WASHINGTON (Reuters) - The U.S. Transportation Department said on Monday that a new blue ribbon commission will review how the Federal Aviation Administration certifies new aircraft after two Boeing 737 MAX jets crashed in recent months, killing nearly 350 people.
U.S. lawmakers have criticized the Federal Aviation Administration’s (FAA) program that allows Boeing and other manufacturers to oversee the process that ensures air worthiness and other vital safety aspects of new aircraft.
They are expected to ask the FAA about the programme that allows companies to perform functions on the FAA’s behalf at a Senate hearing on Wednesday.
Senator Richard Blumenthal, a Democrat, said that programme effectively “left the fox guarding the hen house.”
The FAA said on Monday it has “never allowed companies to police themselves or self-certify their aircraft.”
The new panel will initially be co-chaired by retired Air Force General Darren McDew, the former head of the U.S. Transportation Command, and Lee Moak, a former president of the Air Line Pilots Association.
“This review by leading outside experts will help determine if improvements can be made to the FAA aircraft certification process,” Transportation Secretary Elaine Chao said in a statement.
The panel’s findings and recommendations will be presented directly to Chao and the FAA, the Transportation Department said.
Acting FAA chief Dan Elwell, National Transportation Safety Board chairman Robert Sumwalt and Transportation Department inspector general Calvin Scovell will testify before the Senate Commerce Committee panel. They will be limited in what the can say about the recent crashes in Indonesia and Ethiopia that killed 346 people as regulators in the country where they occurred are charged with disclosing details of their probes.
Boeing is working on software and training updates for its best-selling 737 MAX aircraft that it expects to detail as early as Wednesday.
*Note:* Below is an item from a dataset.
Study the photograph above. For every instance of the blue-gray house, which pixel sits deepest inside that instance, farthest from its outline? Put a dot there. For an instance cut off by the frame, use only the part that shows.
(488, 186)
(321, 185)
The company has orders worth more than $500 billion (£379 billion) at list prices.
A 2015 Transportation Department inspector general’s audit said the FAA performed oversight of only 4 percent of personnel conducting certification work on its behalf in one year.
Federal prosecutors, the Transportation Department’s inspector general and lawmakers are investigating the FAA’s certification of the 737 MAX 8 aircraft.
The FAA said on Monday that the 737 MAX certification “followed the agency’s standard process and took approximately five years from start to finish.
The FAA said it received no whistleblower complaints or reports “alleging pressure to speed up 737 Max certification.”